Nietzsche, Die fröhliche Wissenschaft, seksi 125 (Wikipedia)
Maksud dari Nietzsche di atas adalah:
“Tuhan sudah mati” tidak boleh ditanggapi secara harfiah, seperti
dalam “Tuhan kini secara fisik sudah mati”; sebaliknya, inilah cara
Nietzsche untuk mengatakan bahwa gagasan tentang Tuhan tidak lagi mampu untuk
berperan sebagai sumber dari semua aturan moral atau teologi.
Saya tidak bermaksud membunuh Tuhan dan saya juga tidak bermaksud
menjelaskan lebih jauh mengenai kematian Tuhan ini, tapi saya ingin menarik
sebuah substansi dari aforisme Nietzsche, bahwa tak ada yang abadi di dunia
ini, kecuali perubahan.

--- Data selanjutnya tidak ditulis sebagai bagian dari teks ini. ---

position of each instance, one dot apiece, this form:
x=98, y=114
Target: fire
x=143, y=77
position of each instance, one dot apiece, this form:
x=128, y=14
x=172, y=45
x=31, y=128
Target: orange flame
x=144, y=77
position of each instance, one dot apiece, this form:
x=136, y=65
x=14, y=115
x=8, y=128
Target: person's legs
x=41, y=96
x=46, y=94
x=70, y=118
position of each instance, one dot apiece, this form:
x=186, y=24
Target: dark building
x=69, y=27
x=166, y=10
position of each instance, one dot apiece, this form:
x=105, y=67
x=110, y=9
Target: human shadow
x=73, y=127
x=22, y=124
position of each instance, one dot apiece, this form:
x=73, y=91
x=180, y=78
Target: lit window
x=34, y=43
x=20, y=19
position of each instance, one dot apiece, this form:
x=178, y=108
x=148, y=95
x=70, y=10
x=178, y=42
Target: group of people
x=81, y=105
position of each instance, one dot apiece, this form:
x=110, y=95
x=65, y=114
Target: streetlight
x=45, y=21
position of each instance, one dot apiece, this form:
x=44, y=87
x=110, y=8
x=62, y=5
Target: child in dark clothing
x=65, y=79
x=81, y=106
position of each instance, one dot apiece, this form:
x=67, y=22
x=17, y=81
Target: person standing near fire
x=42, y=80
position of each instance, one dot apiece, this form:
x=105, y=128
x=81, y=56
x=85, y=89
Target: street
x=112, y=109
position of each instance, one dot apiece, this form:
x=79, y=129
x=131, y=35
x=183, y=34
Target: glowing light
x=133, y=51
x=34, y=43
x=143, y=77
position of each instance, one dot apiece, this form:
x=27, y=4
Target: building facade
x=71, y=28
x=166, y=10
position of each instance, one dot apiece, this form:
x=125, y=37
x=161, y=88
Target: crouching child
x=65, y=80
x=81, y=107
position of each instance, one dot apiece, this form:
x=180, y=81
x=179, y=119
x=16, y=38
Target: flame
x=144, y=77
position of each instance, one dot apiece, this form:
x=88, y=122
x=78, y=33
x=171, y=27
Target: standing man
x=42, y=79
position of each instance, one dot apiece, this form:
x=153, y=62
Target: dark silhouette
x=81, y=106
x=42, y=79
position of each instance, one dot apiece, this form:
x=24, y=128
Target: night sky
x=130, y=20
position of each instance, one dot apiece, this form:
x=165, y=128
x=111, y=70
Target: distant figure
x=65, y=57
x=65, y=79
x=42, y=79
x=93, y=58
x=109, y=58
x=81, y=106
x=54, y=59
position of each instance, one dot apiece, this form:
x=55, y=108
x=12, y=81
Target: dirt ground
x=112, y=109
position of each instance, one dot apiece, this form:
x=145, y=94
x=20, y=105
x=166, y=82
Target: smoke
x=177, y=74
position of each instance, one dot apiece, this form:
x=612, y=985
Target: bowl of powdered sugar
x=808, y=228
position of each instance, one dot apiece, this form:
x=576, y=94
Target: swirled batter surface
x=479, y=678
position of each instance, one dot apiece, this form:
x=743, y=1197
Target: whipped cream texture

Pemikiran ini merupakan turunan dari pemikiran
Heraklitos, “panta rhei kai uden menei” (semuanya mengalir dan tidak ada sesuatupun yang tinggal
tetap). Menurut Herakleitos, tidak ada satu pun hal di alam semesta yang
bersifat tetap atau permanen. Tidak ada sesuatu yang betul-betul ada, semuanya berada di dalam proses menjadi.